Local Sharon Cornair has a strategy for handling Black Friday, the day after Thanksgiving and one of the biggest shopping days of the year: Pay someone a hundred bucks to brave the crowds for you.
But that goes against the spirit of the day, which is all about finding the best deals. So those of you planning to hit the stores Friday need a different kind of strategy, one that will enable you to increase your odds of landing exactly what you want with as little hassle as possible.
If you've shopped on Black Friday -- so named because it's traditionally the day retailers move from the "red" into the "black" -- you know what to expect. Like Kaela Duran, 22. Her first shopping expedition on the day after Thanksgiving was two years ago. Her motives were purely selfish: She and a friend went to stock up on $10 CDs. Now, Duran goes to take advantage of the savings for Christmas gifts.
"If you're determined to get what you want, you better make an effort to go as early as possible," says Duran, who was in line at 5 a.m. last year. "We'll even go in our pajamas."
The atmosphere is frenetic on Black Friday; forget pushing a cart.
"You take a couple of people with you and grab what you can. People just run crazy," Duran says.
Her strategy: Pick up today's newspaper and scour the ads, making a list of what she wants to buy and where she'll find the best deal.
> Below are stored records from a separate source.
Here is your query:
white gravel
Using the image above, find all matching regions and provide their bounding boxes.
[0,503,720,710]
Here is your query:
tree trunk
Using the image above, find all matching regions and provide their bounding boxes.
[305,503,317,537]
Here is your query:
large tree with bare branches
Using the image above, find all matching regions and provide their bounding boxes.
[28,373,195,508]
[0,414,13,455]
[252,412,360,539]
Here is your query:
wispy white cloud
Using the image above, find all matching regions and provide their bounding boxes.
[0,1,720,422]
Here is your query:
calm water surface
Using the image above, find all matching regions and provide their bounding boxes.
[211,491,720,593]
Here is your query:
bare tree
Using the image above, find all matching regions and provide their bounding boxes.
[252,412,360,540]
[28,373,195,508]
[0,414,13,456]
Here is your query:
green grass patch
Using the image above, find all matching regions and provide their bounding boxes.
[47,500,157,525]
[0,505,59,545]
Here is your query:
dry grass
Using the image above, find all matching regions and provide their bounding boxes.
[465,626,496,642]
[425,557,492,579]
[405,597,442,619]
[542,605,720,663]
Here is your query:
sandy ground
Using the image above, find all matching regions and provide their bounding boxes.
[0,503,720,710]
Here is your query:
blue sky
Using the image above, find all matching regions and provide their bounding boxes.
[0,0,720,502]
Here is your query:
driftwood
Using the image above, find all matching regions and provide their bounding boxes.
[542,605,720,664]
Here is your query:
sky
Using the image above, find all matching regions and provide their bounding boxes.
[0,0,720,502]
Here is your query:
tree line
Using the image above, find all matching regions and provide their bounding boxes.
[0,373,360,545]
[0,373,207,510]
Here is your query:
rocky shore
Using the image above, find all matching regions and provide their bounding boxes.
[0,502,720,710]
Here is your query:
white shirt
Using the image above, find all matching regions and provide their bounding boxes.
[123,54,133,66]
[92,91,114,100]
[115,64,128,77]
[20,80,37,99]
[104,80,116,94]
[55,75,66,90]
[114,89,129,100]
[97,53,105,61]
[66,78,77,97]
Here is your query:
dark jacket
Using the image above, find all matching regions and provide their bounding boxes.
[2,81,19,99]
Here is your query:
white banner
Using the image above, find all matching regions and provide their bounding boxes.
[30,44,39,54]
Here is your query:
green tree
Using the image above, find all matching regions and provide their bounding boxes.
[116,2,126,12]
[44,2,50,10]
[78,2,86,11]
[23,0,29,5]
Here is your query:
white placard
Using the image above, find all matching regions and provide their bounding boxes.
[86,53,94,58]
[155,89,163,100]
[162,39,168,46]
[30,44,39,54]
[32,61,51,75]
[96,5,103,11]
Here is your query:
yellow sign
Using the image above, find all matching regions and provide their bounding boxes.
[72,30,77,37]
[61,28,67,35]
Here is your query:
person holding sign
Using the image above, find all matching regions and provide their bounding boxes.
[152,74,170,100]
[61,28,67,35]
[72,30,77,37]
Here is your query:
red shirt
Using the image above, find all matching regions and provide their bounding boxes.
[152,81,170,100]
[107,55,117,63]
Get up earlre y Friday, based on store hours. Grab a friend, then head out. Park as far away from the store as possible so she's close to the exit when it comes time to leave.
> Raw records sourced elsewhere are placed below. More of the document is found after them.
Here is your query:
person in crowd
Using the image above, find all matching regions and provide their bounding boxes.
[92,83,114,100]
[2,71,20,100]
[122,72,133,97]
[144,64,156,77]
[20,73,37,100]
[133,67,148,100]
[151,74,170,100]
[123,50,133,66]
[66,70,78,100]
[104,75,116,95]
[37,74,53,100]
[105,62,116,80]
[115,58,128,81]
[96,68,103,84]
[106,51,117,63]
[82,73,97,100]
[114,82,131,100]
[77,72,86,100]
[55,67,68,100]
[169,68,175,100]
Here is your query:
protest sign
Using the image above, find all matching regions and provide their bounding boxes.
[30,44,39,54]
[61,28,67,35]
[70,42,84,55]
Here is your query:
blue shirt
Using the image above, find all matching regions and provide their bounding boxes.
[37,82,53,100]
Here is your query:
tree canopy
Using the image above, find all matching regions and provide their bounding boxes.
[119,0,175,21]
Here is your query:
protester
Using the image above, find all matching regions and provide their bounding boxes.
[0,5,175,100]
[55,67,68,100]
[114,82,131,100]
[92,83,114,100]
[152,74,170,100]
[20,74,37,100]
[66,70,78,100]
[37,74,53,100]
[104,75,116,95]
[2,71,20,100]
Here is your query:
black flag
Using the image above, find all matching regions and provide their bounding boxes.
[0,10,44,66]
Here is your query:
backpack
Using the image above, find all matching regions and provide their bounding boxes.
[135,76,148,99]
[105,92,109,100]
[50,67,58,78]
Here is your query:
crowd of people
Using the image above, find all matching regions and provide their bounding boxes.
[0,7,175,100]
"You have to go with at least one person, someone to wait with you and keep you company," Duran says.
In the past, she has taken several people so they could take turns standing in line. One person waits while the others relax in the car.
Sosa Barrett, 27, takes her mother and several cousins with her when she shops on Black Friday. It's a family tradition. They take a detailed approach to their outing, Barrett says, starting with checking the Thanksgiving Day newspaper ads in Utah (where her family lives) and deciding where to shop.
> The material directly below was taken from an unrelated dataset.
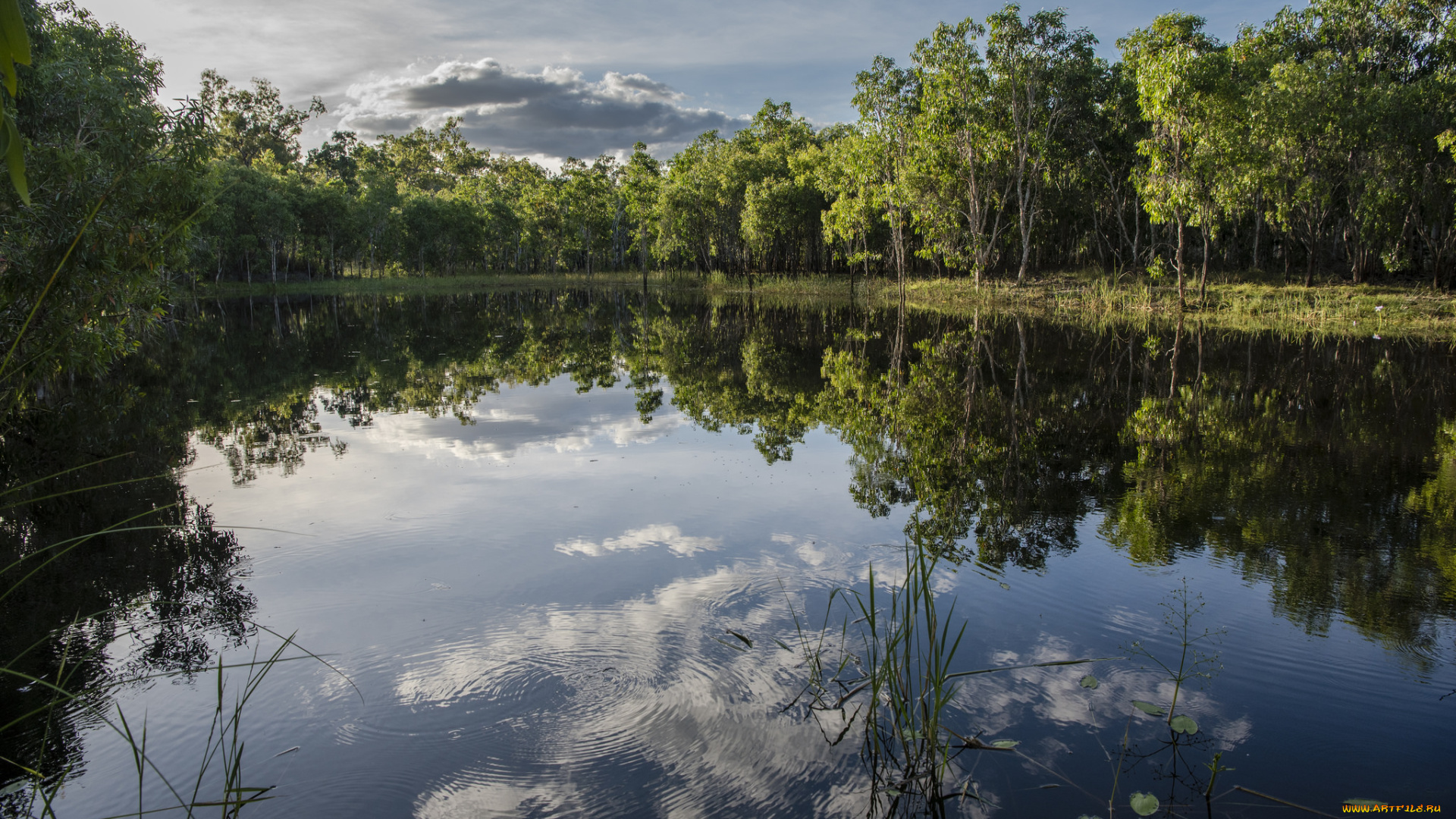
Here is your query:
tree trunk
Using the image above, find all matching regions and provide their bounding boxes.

Electronics and kids' toys are at the top of her list; she buys for several nieces and nephews ages 1 to 10.
The more people you can take with you, the easier things are, she says. Her family may divide the list and assign individuals to secure certain items or they may take the team approach to ensure they get that one great sale, such as last year's television.
RC Willey offered a 47-inch digital television for $700, she recalls. To make sure they got one, Barrett and her family stationed two people at one door and two at another. When the store opened, they ran flat-out to the television. A salesman had promised to hold one for them but they had to get there immediately on opening.
It helps to know the layout of the stores you plan to visit, because it makes it easier to navigate the crowds, she adds. Check store Web sites for indoor maps.
Most of Barrett's strategies have been developed through trial and error, she says, such as the year the family learned to assign one person to watch the cart. A stranger removed a television and a piece of luggage from their cart, saying, "You haven't bought it yet."
"People will do that," she says.
The extra bodies help when it comes to standing in line, too. When the doors open, Barrett and her cousins go for the merchandise while one of the older family members stands in the checkout line.
The crowds will be huge so it's important to go into them with a good attitude, says Nancy Rosu, a devoted Black Friday shopper.
A personal shopper by trade, Rosu will be shopping for herself on Friday. She knows from experience to dress appropriately in comfortable shoes and clothes and carry as little as possible.
"Remember why you're there in the first place, to share a gift with someone," Rosu says. "Have a positive attitude and be happy."